The parties participating in the IPsec tunnel then simply keep track of only the last 64 packets received. Let’s illustrate how the Anti-Replay window is used in an ASA (although the example will work for any IPsec speaker).
If a packet comes through with sequence number #200, the ASA will mark #200 as the «last packet received», and track the previous 64 packets — what would be packets #137-#200.
- If the next packet received is #150, then the ASA accepts the packet and notes that #150 was received.
- If the next packet received is #130, the ASA discards this packet since it fell outside of the Anti Replay Window.
- If the next packet received is #150 again, the ASA discards this packet since it was tracking the 64 packets before the last one received (#200) and knows that a packet with a sequence number of #150 was already received.
Now lets say the next packet received is #210. This causes the 64-packet window slides forward, which means the ASA will now only accept and track packets #147-#210.
- If packet #150 is received yet again, it gets dropped, since it was still being tracked and within the window.
- If packet #131 is received, it is now dropped, since it is now outside the Anti-Replay window.
- If packet #151 is received, the packet is accepted since it is both within the Anti-Replay window, and has not been received before.
And now, lets say packet #220 arrives. This advances the window, and now packets with sequence number #157-#220 are being tracked.
- If packet #150 is received once more, the ASA has stopped tracking whether #150 was received already, however it still gets dropped because it now falls outside the Anti-Replay window.
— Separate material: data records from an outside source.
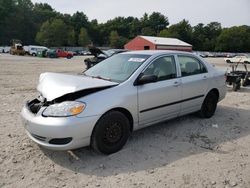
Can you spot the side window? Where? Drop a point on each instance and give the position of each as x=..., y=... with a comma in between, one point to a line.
x=191, y=66
x=164, y=68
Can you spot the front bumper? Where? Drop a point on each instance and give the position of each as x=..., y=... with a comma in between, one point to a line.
x=77, y=131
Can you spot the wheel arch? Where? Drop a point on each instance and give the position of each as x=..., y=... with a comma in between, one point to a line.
x=216, y=91
x=126, y=113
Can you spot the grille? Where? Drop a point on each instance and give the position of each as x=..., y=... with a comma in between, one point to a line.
x=41, y=138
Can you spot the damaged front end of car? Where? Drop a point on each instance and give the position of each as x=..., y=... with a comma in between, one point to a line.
x=66, y=102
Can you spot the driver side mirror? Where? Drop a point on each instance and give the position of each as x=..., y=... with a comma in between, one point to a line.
x=145, y=79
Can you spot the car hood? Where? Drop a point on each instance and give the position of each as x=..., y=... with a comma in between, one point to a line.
x=55, y=85
x=96, y=51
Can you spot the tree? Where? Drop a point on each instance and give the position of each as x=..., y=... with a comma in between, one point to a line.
x=147, y=31
x=182, y=31
x=234, y=39
x=53, y=33
x=117, y=41
x=157, y=22
x=83, y=39
x=79, y=20
x=71, y=37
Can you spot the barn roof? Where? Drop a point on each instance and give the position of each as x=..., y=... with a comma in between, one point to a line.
x=165, y=41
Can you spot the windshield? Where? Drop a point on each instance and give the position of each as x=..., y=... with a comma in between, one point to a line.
x=117, y=68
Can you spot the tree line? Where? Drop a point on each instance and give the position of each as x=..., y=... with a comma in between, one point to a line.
x=40, y=24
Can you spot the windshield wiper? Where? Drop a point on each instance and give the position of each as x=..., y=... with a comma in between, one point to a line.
x=99, y=77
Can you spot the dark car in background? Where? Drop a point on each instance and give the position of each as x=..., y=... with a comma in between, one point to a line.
x=100, y=55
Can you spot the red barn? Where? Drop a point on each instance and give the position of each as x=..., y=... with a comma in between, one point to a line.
x=157, y=43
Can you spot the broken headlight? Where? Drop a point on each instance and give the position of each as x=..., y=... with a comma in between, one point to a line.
x=64, y=109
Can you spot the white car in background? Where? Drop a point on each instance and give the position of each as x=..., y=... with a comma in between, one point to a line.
x=238, y=59
x=119, y=95
x=32, y=50
x=5, y=49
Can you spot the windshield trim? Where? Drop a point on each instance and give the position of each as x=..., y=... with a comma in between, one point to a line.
x=146, y=57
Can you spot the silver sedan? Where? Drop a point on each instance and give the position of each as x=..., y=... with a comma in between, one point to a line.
x=122, y=94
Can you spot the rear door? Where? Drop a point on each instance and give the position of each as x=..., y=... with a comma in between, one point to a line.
x=194, y=76
x=158, y=101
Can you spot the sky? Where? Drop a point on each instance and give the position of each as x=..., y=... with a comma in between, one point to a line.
x=227, y=12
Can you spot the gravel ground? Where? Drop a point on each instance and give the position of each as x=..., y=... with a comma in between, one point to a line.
x=185, y=152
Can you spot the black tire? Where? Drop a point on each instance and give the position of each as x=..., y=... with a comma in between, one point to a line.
x=209, y=105
x=110, y=133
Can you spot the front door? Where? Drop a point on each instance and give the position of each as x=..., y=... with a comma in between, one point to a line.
x=157, y=101
x=194, y=77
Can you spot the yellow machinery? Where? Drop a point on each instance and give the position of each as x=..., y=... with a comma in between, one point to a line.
x=17, y=48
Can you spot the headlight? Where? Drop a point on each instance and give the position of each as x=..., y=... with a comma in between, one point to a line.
x=64, y=109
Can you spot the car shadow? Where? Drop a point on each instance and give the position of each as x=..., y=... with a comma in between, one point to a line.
x=161, y=144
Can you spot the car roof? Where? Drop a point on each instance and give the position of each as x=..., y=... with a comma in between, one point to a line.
x=156, y=52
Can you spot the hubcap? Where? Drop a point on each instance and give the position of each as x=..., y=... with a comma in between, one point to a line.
x=113, y=133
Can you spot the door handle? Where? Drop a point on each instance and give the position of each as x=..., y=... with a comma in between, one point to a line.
x=176, y=84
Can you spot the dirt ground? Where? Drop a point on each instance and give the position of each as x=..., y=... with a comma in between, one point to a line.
x=184, y=152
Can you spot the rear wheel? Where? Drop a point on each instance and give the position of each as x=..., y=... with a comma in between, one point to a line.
x=110, y=133
x=209, y=105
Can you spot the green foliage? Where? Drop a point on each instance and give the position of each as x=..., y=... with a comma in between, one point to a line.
x=40, y=23
x=71, y=37
x=53, y=33
x=234, y=39
x=83, y=39
x=117, y=41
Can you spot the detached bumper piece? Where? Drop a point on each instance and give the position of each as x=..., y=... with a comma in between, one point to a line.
x=54, y=141
x=60, y=141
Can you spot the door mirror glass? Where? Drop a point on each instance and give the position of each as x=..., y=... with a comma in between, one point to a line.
x=145, y=79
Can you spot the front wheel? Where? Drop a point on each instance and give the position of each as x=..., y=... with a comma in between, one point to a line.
x=110, y=133
x=209, y=105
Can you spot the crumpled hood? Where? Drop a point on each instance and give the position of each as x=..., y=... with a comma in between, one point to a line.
x=54, y=85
- If packet #160 arrives, it gets accepted since it is both within the latest Anti-Replay window, and has not been received before.
And this process continues until the Sequence Number maxes out and resets back to to zero. It is worth noting, that the Sequence Number is not an infinite field and does have an innate maximum. In the case of IPsec, the field is 32 bits, and therefore the Sequence Number maxes out at approximately 4.2 billion.
When the maximum is reached, the keys which were securing the packets must be rotated to avoid a looped sequence number vulnerability.
The solution to your Problem
What is happening in your case specifically is the window is moving forward to fast, and legitimate packets that should be accepted are being dropped because they arrive at the other end just as the Anti-Replay window moved out of range.
The solution: Increase the Anti-Replay window. But the tricky part is what do you increase it to?
A good rule of thumb is for your Anti-Replay window to be 0.5x to 1x your average Packets Per Second. I suggest starting conservative (0.5x) and increasing slowly until your performance errors falls within an acceptable level.
Do not be over-aggressive with increasing the Anti-Replay window, because that leaves you open to inadvertently accepting a replayed packet. Increase it slowly until you are happy with the results.
On an ASA, the command is:
crypto ipsec security-association replay window-size <new size>
You should do this on both ends of the VPN tunnel.